Pipelines that transport geothermal fluids and, frequently, re-injection wells, are required for geothermal energy exploitation in addition to the production wells and a utilization facility [12]. Pipelines can transport geothermal fluids over long distances, but must ensure proper thermal insulation and prevent corrosion and leaks. Recent research is helping to better understand how fluid properties are affected by the geometry of leaks in pipe walls [13]. The exploitation of high-enthalpy geothermal energy may increase the likelihood of land subsidence and earthquakes [14]. The development of technology to improve seismic monitoring, reduce stress and aftershocks, and prevent earthquakes of a larger magnitude is key to minimizing risk [15,16]. The use of CO₂ as a working fluid in deep mines and enhanced geothermal systems (EGSs), which combine carbon storage and geothermal extraction, has also drawn significant interest in recent studies [17].

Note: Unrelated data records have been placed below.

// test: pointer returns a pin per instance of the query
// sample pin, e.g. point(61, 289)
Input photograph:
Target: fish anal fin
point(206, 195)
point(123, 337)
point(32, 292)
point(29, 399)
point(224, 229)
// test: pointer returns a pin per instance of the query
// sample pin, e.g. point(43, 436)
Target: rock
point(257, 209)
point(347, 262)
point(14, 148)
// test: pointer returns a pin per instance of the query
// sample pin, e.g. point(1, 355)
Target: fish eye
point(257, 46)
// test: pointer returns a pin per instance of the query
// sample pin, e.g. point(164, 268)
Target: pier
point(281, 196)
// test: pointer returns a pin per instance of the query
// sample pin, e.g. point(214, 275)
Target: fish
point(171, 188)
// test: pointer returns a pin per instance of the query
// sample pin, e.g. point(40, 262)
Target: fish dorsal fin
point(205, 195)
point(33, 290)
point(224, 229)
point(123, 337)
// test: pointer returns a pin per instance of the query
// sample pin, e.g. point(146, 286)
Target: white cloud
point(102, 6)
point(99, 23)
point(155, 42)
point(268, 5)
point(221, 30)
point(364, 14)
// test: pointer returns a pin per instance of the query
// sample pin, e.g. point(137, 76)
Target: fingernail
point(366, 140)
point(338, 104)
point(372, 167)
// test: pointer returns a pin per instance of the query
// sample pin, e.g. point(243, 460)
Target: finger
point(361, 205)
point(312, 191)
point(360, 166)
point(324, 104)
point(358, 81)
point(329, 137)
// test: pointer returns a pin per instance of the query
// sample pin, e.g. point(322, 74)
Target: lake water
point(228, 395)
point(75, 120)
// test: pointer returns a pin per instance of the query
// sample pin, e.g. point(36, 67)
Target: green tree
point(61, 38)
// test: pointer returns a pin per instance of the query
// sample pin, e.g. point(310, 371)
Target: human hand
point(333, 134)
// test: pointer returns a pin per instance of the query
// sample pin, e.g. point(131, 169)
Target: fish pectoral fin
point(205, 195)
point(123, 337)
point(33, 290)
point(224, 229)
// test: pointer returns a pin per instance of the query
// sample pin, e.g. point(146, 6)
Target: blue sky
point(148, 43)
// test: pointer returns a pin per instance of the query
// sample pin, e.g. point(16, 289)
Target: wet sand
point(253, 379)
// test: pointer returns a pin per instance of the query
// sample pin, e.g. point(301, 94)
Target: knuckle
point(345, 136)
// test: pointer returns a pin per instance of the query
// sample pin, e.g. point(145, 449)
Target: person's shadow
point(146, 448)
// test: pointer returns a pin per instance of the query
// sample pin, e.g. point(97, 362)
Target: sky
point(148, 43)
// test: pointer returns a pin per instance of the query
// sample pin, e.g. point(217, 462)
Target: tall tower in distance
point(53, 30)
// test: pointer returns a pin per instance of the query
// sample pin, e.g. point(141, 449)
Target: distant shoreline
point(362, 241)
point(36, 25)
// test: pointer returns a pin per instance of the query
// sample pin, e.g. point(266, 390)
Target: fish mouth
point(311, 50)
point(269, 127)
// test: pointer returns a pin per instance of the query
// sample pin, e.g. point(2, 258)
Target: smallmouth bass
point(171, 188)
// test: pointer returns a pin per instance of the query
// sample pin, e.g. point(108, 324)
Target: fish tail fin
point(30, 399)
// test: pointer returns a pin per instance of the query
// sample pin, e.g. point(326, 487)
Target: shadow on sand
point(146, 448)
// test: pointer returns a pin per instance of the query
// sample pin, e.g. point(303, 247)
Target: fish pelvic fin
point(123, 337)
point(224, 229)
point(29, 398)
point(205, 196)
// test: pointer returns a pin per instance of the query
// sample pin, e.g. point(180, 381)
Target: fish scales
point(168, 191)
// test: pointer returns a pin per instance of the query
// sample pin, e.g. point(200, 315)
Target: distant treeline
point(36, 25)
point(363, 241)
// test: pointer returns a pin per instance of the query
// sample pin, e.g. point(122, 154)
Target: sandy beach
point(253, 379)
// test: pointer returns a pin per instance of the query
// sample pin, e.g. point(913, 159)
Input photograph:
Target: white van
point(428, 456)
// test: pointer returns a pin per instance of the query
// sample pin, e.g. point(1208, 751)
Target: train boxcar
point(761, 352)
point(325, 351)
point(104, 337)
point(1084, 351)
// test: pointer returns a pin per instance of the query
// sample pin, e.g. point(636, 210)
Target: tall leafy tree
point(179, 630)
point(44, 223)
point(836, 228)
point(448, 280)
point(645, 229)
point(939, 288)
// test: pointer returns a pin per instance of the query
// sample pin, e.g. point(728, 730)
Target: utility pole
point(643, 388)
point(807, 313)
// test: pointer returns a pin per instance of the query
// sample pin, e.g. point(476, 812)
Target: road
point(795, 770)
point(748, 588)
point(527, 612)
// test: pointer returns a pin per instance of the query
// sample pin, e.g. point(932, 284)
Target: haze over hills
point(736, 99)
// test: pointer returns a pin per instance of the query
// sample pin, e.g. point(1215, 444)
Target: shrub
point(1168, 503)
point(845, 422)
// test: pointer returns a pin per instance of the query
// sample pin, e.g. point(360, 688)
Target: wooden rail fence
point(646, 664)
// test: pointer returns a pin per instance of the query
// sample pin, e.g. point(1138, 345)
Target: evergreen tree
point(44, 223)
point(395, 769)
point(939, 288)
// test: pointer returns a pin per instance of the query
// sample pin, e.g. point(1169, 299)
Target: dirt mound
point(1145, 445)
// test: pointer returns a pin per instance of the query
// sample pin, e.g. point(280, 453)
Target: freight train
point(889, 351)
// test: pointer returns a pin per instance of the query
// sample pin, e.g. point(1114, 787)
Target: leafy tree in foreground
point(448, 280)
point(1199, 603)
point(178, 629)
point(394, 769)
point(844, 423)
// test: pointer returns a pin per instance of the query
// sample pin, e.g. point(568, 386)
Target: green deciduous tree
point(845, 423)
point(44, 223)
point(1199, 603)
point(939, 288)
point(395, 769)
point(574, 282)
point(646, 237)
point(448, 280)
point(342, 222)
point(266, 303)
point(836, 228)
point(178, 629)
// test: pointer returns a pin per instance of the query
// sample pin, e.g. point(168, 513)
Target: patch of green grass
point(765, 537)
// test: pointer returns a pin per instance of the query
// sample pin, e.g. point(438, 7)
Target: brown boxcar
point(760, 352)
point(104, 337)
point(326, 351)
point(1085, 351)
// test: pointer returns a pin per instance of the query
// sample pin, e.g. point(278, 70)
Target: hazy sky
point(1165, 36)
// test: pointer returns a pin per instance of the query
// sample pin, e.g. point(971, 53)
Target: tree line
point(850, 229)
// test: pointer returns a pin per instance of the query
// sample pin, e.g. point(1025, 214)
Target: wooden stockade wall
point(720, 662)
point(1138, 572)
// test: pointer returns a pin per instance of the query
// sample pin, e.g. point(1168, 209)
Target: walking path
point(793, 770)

The internal energy in low-enthalpy geothermal systems is insufficient to produce electricity. Low-enthalpy geothermal systems, however, are accessible with less expensive and sophisticated technology because they are located closer to the surface [18]. As a result, they constitute a thermal reservoir that is exceptionally valuable for both heating and cooling. Direct geothermal use refers to the internal energy transfer between geological materials and surface thermodynamic systems without converting it into work [19]. Since ancient times, people have used geothermal energy directly (for example, using caves to prevent seasonal temperature fluctuations), but it was not until the invention of mechanical drilling and heat pump technology in the nineteenth century that this technology could be widely used. Heat pumps work by recovering heat stored naturally in ground or groundwater, and can be used either for heating or cooling. Some heat pumps allow dual functioning, i.e., heating operation in winter and cooling operation in summer. Groundwater heat pump (GWHP) systems are increasingly used for the cooling and heating of buildings due to their relatively lower cost, easier installation and higher performance than ground heat pumps. In groundwater heat pump systems, the water passes through heat pumps to extract (heating) or release (cooling) heat before being discharged into the aquifer. The efficiency of this process is determined by the coefficient of performance (COP), which compares the amount of usable heating or cooling provided to the amount of work (energy) required. GWHPs operated for heating return the water to the aquifer at a lower temperature, while GWHPs operated for cooling return the water at a higher temperature. In both situations, the natural temperature of the aquifer is modified, which is essential for assessing environmental impact and performance losses [20,21,22,23]. Fiber optic technology has emerged as a suitable technology for monitoring groundwater temperature, as well as for estimating hydraulic and thermal aquifer properties, which are of great importance for the performance of geothermal exploitation [24,25]. Hydraulic and thermal parameter estimation also benefits from the continuous development of advanced inverse modelling tools [26].

In this context, it is essential to better understand the hydro–thermo–chemical processes involved in the use of geothermal energy and to investigate new technologies and methods that contribute to facilitating or enhancing the exploration, exploitation and performance of geothermal energy systems, as well as to reducing and monitoring their potential environmental impacts.